Paul J. Coleman, Jr., NASA veteran, decorated space scientist and UCLA professor, passed away on April 6. Coleman, who enjoyed a long, distinguished career in space exploration and research, including important roles in the early days of NASA’s space program, was 87.
Coleman was born in 1932 in Evanston, Illinois. Coleman spent his early years in Chicago, where his father practiced law as a patent attorney.
When Coleman was 12, his father moved the family to a 60-acre farm in Greenville, Michigan. On the farm, Coleman spent hours tinkering with and repairing farm equipment. He developed a fascination with systems and machinery, as well as with the stars and planets that were so bright in the rural nighttime sky.
In 1950, Coleman enrolled at the University of Michigan where he earned bachelor’s degrees in engineering mathematics and engineering physics.
After college, Coleman served as a commissioned officer in the U.S. Air Force, stationed in various parts of Europe, as well as South Korea and Turkey. In the Air Force, Coleman was part of the “Moby Dick” program, ostensibly a program that launched weather balloons to study high-altitude wind patterns. In fact, it was a cover for a now declassified spy program in which the balloon gondolas were equipped with special cameras to capture surveillance photos of military installations inside the Soviet Union.
Upon leaving the military, Coleman returned to the University of Michigan, earning a master’s degree in physics in 1958.
Though a Midwesterner by birth and nature, the lure of the emerging aerospace industry, centered in Southern California, was impossible to resist. In 1958, Coleman packed up his ’57 Chevrolet Bel Air and headed west, taking a position as a research scientist at Ramo-Wooldridge Corp in El Segundo. There, Coleman not only began his space research career, but also met his future wife, Doris Ann Fields.
Coleman subsequently took a position at NASA headquarters in Washington, D.C., as a manager of NASA’s interplanetary sciences program before returning to Southern California and earning a Ph.D. in space physics from UCLA in 1966. Coleman was later awarded a Guggenheim Fellowship and a Fulbright Scholarship.
Coleman settled in Pacific Palisades in 1966, joining the faculty at UCLA and establishing a research laboratory in space physics.
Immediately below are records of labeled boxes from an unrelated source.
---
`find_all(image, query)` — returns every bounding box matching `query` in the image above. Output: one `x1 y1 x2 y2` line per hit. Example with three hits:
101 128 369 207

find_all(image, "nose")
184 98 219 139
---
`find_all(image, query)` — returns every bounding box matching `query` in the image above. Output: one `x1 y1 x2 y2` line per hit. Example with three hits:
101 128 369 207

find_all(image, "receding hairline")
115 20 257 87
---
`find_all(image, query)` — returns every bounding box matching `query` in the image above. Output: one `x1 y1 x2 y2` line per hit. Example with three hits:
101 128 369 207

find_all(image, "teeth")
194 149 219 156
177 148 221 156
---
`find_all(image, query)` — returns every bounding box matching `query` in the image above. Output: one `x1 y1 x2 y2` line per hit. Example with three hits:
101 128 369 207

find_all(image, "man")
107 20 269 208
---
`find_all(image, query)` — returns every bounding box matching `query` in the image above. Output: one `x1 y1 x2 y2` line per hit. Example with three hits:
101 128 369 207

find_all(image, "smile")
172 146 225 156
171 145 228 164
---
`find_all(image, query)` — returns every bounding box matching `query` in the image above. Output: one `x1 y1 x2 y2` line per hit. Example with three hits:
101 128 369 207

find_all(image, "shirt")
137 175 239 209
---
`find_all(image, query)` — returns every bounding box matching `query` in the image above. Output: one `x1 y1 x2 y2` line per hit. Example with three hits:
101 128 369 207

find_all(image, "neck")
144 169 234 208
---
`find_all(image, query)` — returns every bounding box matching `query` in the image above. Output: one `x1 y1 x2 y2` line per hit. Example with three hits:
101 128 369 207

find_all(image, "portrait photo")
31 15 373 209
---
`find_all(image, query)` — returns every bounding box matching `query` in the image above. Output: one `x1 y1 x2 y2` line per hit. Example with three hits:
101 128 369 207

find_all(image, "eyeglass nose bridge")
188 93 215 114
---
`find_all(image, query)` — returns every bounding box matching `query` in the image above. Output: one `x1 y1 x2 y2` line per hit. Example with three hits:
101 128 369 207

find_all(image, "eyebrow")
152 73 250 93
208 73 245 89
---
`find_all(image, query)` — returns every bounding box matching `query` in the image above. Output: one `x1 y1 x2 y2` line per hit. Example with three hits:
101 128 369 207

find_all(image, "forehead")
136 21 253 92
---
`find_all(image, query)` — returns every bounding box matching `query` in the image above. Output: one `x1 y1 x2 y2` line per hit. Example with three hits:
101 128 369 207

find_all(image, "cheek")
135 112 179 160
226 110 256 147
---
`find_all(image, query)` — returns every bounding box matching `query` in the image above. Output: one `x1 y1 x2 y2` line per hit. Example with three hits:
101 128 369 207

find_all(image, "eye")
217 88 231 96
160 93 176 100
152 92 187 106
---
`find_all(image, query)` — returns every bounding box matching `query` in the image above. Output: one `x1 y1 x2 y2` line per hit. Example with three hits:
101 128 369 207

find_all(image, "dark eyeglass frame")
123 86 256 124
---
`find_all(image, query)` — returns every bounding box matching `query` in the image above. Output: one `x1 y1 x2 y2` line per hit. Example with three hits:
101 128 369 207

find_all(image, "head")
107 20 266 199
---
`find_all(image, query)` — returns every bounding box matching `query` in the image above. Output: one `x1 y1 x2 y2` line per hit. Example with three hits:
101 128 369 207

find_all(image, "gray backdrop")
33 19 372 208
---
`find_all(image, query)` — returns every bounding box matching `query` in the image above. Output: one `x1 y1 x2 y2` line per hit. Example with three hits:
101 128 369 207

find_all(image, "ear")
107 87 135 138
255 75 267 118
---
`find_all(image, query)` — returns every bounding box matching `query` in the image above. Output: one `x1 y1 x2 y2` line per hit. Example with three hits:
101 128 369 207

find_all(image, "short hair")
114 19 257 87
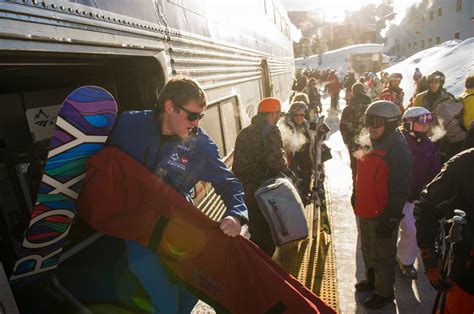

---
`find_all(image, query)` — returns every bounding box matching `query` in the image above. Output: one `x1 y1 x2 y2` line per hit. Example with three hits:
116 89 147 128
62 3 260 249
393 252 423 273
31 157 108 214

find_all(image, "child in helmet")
279 101 315 206
354 100 413 309
397 107 440 279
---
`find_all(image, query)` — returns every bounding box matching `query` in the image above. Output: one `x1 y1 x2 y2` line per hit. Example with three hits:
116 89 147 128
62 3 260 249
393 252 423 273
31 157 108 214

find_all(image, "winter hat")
413 68 423 81
388 73 403 81
258 97 281 112
352 83 365 95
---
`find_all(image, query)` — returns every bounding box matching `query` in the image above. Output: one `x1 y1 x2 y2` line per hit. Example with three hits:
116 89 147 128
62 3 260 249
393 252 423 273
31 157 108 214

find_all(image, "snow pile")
295 44 384 74
384 37 474 98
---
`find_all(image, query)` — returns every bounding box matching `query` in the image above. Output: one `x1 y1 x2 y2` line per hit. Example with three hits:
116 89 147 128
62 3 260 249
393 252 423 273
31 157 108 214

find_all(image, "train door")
0 53 165 313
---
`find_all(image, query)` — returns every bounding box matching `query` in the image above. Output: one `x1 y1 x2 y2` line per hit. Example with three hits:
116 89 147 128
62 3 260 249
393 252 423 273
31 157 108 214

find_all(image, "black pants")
359 217 398 297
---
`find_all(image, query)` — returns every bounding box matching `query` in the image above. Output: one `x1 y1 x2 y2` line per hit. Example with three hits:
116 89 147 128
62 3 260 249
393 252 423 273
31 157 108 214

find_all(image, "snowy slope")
384 37 474 100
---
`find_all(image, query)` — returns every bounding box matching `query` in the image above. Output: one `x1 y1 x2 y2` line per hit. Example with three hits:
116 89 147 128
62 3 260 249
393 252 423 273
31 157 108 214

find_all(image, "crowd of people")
340 68 474 313
288 68 474 313
83 69 474 313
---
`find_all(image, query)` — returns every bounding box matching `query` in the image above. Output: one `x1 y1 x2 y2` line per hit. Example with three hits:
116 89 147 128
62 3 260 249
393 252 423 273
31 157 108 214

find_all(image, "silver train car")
0 0 294 313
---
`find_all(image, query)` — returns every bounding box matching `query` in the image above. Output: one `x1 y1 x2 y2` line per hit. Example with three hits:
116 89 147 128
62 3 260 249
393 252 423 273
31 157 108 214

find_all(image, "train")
0 0 295 313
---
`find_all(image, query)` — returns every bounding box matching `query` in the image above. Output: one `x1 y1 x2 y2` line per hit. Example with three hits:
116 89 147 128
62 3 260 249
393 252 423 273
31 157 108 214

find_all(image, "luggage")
77 147 335 313
254 176 308 246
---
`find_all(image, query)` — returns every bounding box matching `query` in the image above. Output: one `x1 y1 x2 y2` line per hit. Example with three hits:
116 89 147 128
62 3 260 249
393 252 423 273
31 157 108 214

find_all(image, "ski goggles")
364 115 386 129
173 104 204 121
414 112 434 124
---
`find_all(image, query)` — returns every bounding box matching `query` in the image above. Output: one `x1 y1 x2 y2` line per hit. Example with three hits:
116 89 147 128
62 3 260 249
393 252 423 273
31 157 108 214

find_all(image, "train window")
199 103 225 157
200 96 241 157
220 97 240 155
265 0 275 21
Coleman’s research led to his collaborations with NASA, most notably on the Explorer satellites, the Pioneer series of deep-space probes, the Mariner series of planetary spacecraft, as well as Apollo’s 15 and 17 and Galileo.
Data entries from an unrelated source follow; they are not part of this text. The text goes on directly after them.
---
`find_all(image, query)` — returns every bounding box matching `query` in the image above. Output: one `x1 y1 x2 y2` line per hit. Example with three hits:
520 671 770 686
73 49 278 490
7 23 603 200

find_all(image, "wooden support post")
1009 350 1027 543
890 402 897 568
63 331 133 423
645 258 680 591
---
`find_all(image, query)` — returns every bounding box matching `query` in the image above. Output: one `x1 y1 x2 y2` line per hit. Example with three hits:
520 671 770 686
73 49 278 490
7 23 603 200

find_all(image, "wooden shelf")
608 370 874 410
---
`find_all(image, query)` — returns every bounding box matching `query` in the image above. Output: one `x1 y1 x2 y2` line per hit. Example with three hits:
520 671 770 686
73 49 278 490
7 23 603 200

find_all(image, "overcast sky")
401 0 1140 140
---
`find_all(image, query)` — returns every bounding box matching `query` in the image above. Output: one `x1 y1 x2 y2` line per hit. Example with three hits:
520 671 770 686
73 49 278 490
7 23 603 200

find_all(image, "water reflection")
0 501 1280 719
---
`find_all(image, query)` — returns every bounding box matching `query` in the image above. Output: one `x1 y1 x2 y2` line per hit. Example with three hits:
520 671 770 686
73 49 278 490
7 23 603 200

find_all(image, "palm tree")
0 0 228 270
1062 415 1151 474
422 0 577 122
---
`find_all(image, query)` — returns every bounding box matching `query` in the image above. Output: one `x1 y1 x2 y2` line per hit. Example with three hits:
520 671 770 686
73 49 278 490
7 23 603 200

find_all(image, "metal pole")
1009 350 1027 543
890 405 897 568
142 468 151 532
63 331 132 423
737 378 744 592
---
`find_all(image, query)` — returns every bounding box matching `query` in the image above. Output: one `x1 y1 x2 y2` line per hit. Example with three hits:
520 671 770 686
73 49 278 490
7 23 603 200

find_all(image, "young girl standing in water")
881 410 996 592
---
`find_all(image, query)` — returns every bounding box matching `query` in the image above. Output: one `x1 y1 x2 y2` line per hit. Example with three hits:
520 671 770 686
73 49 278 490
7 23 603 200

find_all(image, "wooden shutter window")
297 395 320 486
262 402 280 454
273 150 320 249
In 1970, NASA awarded Coleman its Exceptional Scientific Achievement Medal for his contributions to the exploration of the solar system. In 1972, he was awarded a second of these medals for his contributions to the exploration of the moon.
Coleman took a leave from UCLA in 1982 when he accepted an appointment to serve as a director at Los Alamos National Laboratory, where he managed the Earth and Space Sciences Division and founded the Institute of Geophysics and Planetary Physics.
Around that time, Coleman was asked to head a small, private nonprofit called the Universities Space Research Association (USRA), which had been chartered to facilitate space-related scientific research and technology development across participating universities. Coleman served as president and CEO of USRA for 19 years until 2000. Under Coleman’s leadership, USRA grew more than twentyfold in size to 500 employees, 13 locations and more than 80 member universities.
In 1985, President Reagan appointed Coleman to the National Commission on Space. The 13-member commission was formed for the purpose of developing “a long-term plan for the civil space program.” Other members included former NASA head Thomas Paine, astronaut Neil Armstrong, test pilot Chuck Yeager and former U.S. ambassador to the United Nations Jeane Kirkpatrick
In 1991, Coleman was appointed by Vice President Quayle to serve on the Vice President’s Space Policy Advisory Board, whose members included former astronaut and U.S. Air Force General James Abrahamson and former astronaut and Secretary of the U.S. Air Force Pete Aldridge.
One accomplishment of which Coleman was particularly proud was USRA successfully winning a NASA contract in 1996 to convert a Boeing 747 into a flying astronomical observatory. The Stratospheric Observatory for Infrared Astronomy (SOFIA) project called for installing an eight-foot diameter infrared telescope in the aircraft with a large door in the fuselage that could be opened in flight to allow the telescope to view the sky and study the composition of planetary atmospheres.
Coleman was a strong supporter of public and private-sector efforts to reduce the cost of access to space. He worked on developing new lower cost launch vehicles as well as repurposing intercontinental ballistic missiles (ICBMs) as non-military launch vehicles. Coleman was passionate about inspiring future space scientists, and these cost-effective launch vehicles gave students the thrill of having their instruments catch a ride into space.
Easy going, good-natured, honest, hard working and humble to his core, Coleman was loved by both family and friends. He is survived by his wife of 54 years Doris, sons Derrick and Craig, daughters-in-law Landon and Molly, siblings Eunice, Joe, and John, and grandchildren Jack, Bill, Grace, Jim and Max.
A private family service will be held.